Which is good ripper. I tried Poweramp, its paid. Free trial version didn't work too


----------



## kiranjoshi7 (Oct 31, 2014)

I have placed order for v sonic GR 07 from Amazon US. Product is on its way. I shall receive it in India from my friend in mid Nov.
Thanks a lot for good advice. Special thanks to chaitanya.
Regards


----------



## $hadow (Oct 31, 2014)

kiranjoshi7 said:


> I have placed order for v sonic GR 07 from Amazon US. Product is on its way. I shall receive it in India from my friend in mid Nov.
> Thanks a lot for good advice. Special thanks to chaitanya.
> Regards



Do post a review.


----------



## kiranjoshi7 (Oct 31, 2014)

Surely, once I get it


----------



## kiranjoshi7 (Nov 11, 2014)

Hi.
Will there be any significant difference in sound quality of following players:
HTC one 
MotoG
And Fiiox3, this has Wolfson DAC. Is this player significantly better in terms of SQ?
Regards,


----------



## Chaitanya (Nov 11, 2014)

From personal experience, my phone gets unhappy with my 32 ohm popular, so 40 ohm is lot for any general phone. 

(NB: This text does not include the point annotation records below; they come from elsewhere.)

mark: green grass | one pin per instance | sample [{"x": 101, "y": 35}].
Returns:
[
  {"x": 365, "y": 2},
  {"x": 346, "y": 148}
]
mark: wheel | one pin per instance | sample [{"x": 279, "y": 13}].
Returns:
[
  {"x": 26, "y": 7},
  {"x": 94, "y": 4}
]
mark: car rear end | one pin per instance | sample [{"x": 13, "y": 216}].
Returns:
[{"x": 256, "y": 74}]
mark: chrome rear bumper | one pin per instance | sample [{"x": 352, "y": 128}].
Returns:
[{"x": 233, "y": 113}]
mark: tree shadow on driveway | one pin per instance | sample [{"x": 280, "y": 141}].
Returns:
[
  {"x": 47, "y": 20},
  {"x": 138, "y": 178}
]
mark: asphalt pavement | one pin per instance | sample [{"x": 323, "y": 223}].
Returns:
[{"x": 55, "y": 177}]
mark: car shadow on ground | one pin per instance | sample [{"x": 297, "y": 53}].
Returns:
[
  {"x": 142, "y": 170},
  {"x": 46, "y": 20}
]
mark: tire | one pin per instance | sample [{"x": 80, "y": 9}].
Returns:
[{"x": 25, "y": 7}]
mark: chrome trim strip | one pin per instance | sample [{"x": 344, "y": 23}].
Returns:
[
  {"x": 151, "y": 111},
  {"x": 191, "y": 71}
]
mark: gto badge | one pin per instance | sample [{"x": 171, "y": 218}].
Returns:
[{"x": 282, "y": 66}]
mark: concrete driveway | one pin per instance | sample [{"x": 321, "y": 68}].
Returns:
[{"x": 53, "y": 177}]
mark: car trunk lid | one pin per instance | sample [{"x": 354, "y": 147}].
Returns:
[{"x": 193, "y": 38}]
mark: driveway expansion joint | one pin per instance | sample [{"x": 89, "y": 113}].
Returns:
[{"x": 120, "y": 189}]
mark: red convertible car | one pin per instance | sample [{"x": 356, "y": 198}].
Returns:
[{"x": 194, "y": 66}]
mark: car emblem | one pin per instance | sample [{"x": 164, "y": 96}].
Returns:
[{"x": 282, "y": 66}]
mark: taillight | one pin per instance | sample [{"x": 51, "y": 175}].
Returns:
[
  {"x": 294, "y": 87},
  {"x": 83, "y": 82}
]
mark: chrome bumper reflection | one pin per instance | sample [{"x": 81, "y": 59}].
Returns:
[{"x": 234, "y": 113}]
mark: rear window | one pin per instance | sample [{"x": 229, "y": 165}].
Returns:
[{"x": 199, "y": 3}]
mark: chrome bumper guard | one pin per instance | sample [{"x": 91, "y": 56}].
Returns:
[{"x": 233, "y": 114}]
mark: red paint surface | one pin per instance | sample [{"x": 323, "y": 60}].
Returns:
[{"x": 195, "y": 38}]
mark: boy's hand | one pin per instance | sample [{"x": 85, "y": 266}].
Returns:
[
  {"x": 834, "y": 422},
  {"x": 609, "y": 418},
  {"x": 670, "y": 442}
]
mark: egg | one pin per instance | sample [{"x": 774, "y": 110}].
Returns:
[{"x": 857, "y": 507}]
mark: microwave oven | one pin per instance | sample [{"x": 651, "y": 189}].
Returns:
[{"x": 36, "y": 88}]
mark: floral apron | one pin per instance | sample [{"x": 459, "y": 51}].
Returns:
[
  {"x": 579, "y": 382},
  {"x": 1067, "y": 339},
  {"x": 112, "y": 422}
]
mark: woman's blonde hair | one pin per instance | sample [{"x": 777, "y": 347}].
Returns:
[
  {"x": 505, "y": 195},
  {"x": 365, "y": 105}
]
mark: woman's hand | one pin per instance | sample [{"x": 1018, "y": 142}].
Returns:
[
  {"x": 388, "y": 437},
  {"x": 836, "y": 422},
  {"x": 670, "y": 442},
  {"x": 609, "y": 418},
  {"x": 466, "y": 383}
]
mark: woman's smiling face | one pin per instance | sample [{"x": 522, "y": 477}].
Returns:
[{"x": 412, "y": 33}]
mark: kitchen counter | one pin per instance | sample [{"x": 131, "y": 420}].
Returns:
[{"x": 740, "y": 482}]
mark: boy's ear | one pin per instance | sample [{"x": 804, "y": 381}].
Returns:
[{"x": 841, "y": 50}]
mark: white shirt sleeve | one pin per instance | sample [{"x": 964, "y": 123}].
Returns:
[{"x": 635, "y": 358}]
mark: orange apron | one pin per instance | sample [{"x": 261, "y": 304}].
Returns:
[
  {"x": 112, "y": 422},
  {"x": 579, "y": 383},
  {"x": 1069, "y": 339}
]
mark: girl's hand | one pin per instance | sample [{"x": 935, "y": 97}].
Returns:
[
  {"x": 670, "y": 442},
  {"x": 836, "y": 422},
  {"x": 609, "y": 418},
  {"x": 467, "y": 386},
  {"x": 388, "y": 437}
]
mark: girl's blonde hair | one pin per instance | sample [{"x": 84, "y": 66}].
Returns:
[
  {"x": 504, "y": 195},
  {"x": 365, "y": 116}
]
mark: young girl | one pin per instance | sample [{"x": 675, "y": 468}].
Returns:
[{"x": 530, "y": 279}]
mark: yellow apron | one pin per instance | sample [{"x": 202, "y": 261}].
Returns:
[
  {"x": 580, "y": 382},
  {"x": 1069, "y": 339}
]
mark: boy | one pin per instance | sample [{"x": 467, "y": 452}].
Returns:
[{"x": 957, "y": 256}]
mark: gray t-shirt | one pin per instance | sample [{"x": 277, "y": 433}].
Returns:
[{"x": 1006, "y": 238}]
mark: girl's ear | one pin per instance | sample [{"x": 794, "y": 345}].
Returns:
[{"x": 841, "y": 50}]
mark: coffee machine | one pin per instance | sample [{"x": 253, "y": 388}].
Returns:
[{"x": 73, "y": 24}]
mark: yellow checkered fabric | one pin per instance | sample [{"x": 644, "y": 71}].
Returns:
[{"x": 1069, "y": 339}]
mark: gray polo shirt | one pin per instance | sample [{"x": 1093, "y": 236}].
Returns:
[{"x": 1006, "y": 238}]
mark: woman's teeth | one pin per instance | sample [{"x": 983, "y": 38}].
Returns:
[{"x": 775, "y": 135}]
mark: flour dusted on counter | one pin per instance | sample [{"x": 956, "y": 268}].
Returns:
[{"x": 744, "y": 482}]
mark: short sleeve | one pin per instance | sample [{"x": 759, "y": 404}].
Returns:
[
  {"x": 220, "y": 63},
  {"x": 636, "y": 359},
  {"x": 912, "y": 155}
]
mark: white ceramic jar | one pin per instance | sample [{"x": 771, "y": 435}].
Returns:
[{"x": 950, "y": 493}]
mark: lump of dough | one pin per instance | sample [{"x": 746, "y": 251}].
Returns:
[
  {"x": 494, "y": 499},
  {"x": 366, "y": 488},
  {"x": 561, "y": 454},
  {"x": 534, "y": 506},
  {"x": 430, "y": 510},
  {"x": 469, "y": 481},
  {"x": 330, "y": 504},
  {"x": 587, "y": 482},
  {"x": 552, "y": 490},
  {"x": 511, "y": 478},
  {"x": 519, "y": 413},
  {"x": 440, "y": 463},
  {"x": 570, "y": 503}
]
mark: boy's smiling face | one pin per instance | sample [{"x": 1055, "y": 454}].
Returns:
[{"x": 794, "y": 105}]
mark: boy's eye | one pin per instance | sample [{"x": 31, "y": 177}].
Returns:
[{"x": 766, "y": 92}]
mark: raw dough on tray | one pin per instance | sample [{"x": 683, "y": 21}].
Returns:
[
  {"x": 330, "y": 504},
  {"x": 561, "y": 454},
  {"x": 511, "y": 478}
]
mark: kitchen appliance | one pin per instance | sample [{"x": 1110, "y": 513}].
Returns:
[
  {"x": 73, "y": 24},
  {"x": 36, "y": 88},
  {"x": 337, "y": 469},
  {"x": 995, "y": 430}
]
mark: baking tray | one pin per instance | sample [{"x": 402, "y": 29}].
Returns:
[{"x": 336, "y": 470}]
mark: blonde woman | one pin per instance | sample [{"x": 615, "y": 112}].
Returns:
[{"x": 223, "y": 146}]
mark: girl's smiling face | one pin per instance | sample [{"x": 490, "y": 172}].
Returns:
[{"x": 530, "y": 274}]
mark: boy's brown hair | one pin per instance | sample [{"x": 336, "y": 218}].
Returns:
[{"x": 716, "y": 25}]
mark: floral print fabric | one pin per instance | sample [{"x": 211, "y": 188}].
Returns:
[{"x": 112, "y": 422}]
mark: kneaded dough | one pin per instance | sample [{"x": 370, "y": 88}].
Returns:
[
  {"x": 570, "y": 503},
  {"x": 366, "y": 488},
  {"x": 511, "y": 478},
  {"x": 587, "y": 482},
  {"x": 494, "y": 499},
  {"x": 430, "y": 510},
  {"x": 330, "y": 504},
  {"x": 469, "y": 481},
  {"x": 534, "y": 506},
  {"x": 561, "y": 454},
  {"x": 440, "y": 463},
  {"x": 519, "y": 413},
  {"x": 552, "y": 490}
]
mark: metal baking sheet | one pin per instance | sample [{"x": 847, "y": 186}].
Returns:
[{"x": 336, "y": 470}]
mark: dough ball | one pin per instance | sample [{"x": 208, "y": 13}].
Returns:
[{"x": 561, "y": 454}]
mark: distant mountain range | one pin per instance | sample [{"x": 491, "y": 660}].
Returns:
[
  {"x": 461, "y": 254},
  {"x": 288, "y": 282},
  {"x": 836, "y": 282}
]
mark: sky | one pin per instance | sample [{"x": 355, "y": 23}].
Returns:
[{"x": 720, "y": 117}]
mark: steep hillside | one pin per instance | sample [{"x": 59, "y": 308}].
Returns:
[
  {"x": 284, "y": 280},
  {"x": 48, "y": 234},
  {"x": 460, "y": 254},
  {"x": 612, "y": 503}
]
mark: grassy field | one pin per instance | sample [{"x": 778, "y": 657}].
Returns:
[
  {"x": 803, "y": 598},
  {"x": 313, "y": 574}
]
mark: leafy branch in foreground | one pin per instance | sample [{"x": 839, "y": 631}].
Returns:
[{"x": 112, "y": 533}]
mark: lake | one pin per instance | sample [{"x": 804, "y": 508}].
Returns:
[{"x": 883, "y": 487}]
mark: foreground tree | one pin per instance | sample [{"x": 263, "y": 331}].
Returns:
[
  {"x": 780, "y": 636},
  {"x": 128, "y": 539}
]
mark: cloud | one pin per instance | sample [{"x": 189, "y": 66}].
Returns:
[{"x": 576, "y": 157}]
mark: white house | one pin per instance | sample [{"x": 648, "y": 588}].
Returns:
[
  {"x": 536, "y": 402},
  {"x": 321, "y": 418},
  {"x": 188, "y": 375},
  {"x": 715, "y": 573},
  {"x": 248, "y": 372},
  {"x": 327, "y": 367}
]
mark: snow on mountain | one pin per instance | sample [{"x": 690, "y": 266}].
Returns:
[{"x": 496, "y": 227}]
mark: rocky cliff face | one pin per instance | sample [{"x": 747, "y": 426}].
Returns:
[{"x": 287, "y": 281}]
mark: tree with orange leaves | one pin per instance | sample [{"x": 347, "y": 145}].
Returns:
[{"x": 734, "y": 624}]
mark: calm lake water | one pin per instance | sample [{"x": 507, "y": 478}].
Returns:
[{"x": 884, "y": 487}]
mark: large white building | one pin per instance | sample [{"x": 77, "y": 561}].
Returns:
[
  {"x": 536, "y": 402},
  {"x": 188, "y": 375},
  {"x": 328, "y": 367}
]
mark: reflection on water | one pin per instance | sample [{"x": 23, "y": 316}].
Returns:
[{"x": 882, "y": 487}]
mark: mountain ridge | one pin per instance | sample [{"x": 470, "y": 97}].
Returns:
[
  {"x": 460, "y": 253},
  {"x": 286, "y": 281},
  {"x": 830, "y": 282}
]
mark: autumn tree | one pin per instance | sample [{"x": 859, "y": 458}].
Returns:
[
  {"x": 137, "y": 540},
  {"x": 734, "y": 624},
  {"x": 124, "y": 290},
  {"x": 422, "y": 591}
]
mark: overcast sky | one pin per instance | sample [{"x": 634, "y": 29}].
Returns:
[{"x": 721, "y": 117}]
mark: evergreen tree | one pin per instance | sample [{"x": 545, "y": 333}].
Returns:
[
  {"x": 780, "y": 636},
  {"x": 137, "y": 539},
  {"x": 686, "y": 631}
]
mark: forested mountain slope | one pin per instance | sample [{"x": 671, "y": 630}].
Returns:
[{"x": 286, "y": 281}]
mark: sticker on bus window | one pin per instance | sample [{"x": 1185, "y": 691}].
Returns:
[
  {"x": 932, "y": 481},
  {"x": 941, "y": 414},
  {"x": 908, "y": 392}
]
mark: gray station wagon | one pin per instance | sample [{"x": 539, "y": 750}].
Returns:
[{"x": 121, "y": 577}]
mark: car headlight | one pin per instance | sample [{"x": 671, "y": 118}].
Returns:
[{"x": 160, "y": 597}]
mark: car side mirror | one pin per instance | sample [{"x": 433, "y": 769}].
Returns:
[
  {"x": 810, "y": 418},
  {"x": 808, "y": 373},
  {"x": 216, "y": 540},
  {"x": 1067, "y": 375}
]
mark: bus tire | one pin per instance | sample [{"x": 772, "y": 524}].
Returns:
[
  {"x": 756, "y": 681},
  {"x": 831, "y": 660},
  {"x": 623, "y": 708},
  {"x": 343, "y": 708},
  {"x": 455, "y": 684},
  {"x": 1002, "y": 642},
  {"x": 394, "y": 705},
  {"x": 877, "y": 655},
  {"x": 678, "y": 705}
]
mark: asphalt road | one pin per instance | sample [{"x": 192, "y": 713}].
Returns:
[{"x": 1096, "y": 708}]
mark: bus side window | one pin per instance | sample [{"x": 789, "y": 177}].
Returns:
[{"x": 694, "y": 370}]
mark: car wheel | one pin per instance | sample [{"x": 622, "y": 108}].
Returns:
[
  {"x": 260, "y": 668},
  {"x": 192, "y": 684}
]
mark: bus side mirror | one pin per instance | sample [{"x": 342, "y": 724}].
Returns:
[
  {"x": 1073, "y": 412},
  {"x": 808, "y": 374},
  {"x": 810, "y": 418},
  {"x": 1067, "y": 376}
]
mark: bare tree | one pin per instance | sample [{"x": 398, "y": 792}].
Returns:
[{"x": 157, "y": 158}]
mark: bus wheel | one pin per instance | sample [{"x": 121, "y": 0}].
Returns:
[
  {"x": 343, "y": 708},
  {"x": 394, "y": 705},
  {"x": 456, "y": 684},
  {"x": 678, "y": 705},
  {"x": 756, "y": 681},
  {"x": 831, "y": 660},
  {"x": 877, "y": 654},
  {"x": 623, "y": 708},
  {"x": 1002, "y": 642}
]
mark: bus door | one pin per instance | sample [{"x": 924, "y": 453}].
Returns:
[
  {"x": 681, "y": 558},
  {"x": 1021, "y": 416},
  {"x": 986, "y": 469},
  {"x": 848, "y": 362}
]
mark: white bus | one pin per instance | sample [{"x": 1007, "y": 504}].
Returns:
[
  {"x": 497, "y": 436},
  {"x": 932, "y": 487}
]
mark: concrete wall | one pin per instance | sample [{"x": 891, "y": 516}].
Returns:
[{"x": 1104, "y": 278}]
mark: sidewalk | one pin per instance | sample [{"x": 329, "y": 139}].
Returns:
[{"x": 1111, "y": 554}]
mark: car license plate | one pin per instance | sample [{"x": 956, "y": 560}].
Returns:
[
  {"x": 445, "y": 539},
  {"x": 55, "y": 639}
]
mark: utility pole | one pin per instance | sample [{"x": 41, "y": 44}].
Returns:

X3 will do justice to them.


----------



## Chaitanya (Nov 11, 2014)

BTW, received them yet?


----------



## kiranjoshi7 (Nov 11, 2014)

Yet to receive v sonic.
Should I get fiio x3 ? Or Moto G is okay for Hindi songs coupled with GR07?


----------



## Chaitanya (Nov 11, 2014)

No mobile will work...
Not for any genre.
You may wanna buy a x3 or any player that can drive higher imp phones


----------



## kiranjoshi7 (Nov 11, 2014)

Hi chaitany,
Sorry. I didn't get you.
Kindly elaborate plz.


----------



## Chaitanya (Nov 11, 2014)

See each headphone has certain impedance(opposition to flow of current in lay man terms), any source has to force ample amount of current through the electromagnetic coil of headphone.

As the impedance rises the job of producing natural sound & delivering required power gets tougher on part of the source ( mobile, pmp...). 

In my observation, generally all current mobile phones easily drive IEM's up to 24 ohm impedance.
 My moto G is unable to drive my 32ohm IEM's (they get loud but don't reproduce what the laptop does, since laptop has greater power supply capacity).

Considering the fact that, your IEM's are 40 ohm ones, you must look source with ability to drive those.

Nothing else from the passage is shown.